I can tell the next four weeks till the safer zone will be a nail biting roller coaster for us all. Welcome to the ride.

Filed under: pregnancy — fidget @ 5:36 am

January 12, 2007

Differences Astound and Abound

Sometimes Tessa just astounds me.

“Mama, I got a problem”

“Really, baby? What is wrong?”

“My juice container is square and my cup holder is a circle, Mama. It doesn’t fit.”

I am briefly stunned. She is 3 and somehow can express her self so matter-of-factly that I am sometimes jealous. Given the same scenario, despite the 25+ years I have on her, I would probably be gesturing wildly searching for words while I foamed at the mouth. “It no fit… arghhhh!
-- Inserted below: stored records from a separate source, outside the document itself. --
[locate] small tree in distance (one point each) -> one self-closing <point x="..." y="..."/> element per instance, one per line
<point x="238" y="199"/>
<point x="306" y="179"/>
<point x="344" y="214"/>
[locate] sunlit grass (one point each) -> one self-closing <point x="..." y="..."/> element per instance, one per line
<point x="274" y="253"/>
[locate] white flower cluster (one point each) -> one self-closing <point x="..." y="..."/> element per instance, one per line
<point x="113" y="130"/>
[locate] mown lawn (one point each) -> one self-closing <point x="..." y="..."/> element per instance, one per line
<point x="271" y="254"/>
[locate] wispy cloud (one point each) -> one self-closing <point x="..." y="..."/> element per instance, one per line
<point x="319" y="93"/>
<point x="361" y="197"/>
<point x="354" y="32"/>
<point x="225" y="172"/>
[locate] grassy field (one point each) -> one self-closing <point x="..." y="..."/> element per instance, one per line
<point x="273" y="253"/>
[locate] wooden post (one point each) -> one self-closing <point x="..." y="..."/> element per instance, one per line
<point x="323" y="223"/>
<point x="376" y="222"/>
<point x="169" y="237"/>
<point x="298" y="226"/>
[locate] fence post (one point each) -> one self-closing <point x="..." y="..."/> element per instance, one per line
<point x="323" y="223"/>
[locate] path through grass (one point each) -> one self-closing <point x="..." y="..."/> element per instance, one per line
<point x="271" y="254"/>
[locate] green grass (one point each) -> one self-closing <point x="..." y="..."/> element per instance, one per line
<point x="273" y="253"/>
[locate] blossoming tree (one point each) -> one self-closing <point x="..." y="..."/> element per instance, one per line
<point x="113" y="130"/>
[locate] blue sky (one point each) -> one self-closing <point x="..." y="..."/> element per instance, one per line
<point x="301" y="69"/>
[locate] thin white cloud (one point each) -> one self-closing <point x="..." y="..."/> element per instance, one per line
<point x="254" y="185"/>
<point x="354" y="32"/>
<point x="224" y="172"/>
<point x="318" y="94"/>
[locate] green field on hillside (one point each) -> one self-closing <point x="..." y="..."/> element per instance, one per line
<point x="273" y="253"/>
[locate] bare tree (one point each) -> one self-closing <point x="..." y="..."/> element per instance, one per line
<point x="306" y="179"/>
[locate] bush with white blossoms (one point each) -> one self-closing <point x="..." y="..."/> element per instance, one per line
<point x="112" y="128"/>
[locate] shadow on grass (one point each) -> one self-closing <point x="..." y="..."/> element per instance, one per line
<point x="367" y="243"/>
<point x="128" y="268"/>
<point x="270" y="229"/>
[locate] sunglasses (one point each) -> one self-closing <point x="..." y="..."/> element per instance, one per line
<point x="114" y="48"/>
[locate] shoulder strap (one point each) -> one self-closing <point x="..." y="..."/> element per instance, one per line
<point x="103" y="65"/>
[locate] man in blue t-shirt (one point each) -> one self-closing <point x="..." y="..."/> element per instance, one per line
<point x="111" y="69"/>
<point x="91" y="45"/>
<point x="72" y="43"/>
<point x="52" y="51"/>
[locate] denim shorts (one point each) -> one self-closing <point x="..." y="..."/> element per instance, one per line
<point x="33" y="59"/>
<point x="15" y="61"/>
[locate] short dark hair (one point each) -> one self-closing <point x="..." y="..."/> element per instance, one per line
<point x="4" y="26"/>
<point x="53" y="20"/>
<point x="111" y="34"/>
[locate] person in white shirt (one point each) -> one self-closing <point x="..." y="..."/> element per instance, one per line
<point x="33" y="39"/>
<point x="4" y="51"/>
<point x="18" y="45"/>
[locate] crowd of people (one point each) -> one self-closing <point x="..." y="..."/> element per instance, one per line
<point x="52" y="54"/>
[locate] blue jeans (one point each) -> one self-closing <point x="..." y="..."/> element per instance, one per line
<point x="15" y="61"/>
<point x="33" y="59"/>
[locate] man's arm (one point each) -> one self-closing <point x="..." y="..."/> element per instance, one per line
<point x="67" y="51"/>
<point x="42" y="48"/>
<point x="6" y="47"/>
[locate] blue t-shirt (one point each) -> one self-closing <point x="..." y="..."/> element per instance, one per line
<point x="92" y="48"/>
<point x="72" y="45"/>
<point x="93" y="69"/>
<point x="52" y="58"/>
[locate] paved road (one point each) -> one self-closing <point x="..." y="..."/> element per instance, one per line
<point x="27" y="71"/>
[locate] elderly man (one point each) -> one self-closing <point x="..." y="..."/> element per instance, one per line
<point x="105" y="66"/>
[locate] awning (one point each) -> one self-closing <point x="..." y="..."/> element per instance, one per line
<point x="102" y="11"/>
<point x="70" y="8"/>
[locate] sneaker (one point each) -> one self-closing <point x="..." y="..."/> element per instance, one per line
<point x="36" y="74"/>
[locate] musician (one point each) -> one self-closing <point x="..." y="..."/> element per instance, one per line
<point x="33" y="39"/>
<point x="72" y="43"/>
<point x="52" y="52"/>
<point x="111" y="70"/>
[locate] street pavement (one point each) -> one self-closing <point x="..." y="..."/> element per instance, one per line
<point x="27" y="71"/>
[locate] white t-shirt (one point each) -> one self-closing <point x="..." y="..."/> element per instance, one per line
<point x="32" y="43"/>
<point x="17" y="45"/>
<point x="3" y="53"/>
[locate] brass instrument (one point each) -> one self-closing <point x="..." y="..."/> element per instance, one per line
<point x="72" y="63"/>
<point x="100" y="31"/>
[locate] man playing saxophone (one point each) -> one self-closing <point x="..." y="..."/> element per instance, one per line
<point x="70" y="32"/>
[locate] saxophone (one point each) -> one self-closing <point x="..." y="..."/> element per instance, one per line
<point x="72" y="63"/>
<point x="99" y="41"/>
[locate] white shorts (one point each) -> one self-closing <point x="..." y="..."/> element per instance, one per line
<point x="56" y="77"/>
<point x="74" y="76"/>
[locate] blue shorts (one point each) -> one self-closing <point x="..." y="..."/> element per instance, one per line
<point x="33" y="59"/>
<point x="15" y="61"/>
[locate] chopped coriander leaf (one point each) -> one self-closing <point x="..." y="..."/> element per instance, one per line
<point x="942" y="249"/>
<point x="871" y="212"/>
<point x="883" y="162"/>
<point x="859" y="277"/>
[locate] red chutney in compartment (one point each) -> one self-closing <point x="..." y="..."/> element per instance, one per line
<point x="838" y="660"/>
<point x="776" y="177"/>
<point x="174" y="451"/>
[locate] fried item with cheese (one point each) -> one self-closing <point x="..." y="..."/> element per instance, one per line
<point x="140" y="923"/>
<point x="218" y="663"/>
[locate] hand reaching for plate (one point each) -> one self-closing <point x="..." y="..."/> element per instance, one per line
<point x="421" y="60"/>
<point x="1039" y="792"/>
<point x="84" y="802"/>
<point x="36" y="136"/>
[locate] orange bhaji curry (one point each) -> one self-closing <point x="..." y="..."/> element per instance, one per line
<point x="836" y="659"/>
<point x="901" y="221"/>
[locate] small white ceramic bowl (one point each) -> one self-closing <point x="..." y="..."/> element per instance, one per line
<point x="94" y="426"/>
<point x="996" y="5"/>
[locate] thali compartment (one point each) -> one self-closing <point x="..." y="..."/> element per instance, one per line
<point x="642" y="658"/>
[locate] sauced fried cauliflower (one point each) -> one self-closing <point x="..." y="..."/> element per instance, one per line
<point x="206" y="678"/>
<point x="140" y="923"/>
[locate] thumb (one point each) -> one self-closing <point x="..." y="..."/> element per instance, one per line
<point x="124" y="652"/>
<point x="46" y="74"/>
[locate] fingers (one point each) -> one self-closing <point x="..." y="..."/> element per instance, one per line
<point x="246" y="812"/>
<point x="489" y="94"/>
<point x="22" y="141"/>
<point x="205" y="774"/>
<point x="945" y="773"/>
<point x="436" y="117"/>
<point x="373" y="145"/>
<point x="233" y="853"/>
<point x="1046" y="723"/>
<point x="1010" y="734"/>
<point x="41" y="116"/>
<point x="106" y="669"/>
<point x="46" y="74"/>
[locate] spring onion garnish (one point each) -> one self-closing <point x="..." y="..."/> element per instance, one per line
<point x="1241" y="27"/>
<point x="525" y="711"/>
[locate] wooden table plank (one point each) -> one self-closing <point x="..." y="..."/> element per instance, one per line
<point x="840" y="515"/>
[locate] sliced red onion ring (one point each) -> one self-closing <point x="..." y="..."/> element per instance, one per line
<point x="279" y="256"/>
Damn juice box, stupid.. cup holder” mutter mutter.

Mira on the other hand does her best expression through art. The small nuances of interaction and the words that sometimes fail her all fall perfectly into her master pieces. Though I can understand how it all tumbles out in that way, she still shocks me with the intricacies that lace through each piece. There are things that she can not verbally express and thus I have often assumed she just didn’t get or pay attention too. That is simply not the case; she just doesn’t know how to otherwise talk about it.

What is so amazing in the differences between these girls is the basics of how they view life.

For Mira, everything is black or white. It simply is or is not. Right or wrong there is NO maybe- maybe just simply means yes or no to her, depending on who utters it. Her drawings may be full of color but her view of truth is stark.

Tessa, straight shooter that she is, see the world in shades and tones. She reads your face, body, and voice. No, said without emphasis, really could mean yes. Why not try?